Thursday, September 16, 2010
The air is a bit damp tonight, following much needed rain storms. The wind howled and the leaves shivered and were tossed about. The force was magnificent. I do enjoy the power of nature. Autumn is approaching quickly and with certainty. The colors are deepening more and more and the shadows continue to bounce off glass table tops and through windows and glass sliders. I feel I am in a swirl of ever changing color and deepening. I bow to the Master, surrender to the force, face the wind and dance in color. Despite the continuing pain of this recovery I move with courage, and I am cautious yet determined.

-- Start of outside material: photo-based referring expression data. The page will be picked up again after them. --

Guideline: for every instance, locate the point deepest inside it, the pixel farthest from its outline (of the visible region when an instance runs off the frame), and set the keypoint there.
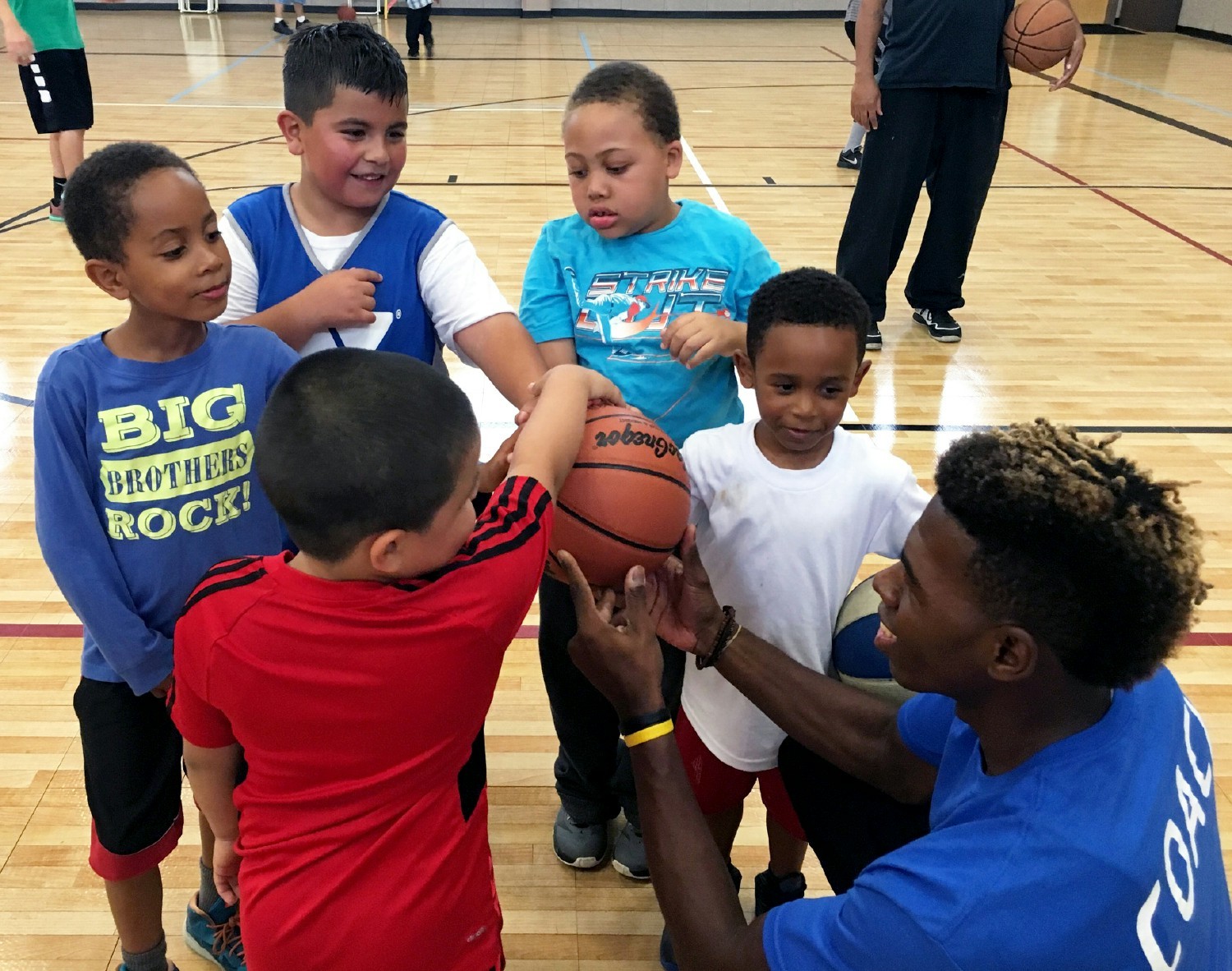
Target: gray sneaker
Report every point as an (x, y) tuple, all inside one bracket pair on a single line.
[(584, 847), (628, 854)]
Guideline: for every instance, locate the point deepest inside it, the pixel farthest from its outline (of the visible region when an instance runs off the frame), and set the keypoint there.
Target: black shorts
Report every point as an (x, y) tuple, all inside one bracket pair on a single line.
[(132, 778), (57, 85)]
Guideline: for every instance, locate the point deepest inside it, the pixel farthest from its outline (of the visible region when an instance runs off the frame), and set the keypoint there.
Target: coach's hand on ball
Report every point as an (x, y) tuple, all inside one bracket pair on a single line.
[(616, 645), (618, 651)]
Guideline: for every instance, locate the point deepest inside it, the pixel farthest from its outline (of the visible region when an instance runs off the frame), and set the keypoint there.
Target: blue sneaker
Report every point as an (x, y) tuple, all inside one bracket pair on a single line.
[(214, 934)]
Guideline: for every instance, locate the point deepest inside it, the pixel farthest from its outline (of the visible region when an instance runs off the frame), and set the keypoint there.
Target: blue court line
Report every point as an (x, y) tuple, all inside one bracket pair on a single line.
[(1161, 93), (586, 47), (221, 71)]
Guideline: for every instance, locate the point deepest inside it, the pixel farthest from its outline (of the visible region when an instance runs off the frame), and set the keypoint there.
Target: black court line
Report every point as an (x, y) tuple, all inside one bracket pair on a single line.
[(29, 222), (495, 57), (1084, 429), (1147, 113)]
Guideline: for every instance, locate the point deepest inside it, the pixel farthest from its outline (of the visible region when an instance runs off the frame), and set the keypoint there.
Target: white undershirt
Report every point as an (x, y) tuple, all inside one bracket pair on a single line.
[(783, 547), (456, 286)]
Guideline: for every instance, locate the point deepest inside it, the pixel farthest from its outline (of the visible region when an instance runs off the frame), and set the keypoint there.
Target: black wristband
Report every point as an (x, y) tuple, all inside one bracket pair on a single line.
[(645, 721)]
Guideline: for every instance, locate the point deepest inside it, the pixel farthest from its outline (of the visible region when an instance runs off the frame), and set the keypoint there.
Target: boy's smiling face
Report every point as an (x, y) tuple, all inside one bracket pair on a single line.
[(352, 150), (618, 172), (802, 377), (175, 261)]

I wonder where strength will come from to face other life's mysteries that are unfolding. I am watching a house of lies crumble - one escaped, one is still trapped. I become the reason, the one to blame - it is not true. I stay strong, outside the house of lies, with the light of truth visible - it cannot be darkened. I find comfort in that amidst the fear for those still in the house of lies. I surrender more deeply, believing in truth - light - love. And those no longer inside are free to speak and seek truth - and others are coming in to the light. And the house of lies is weakened. This is a long time coming - I stayed in the light - I clung to the truth - I did all things with love.
Still, there is an ache in my heart. The house of lies still stands, weaker, but it still stands. I have nothing more than truth and love. Tell me that is enough. Please.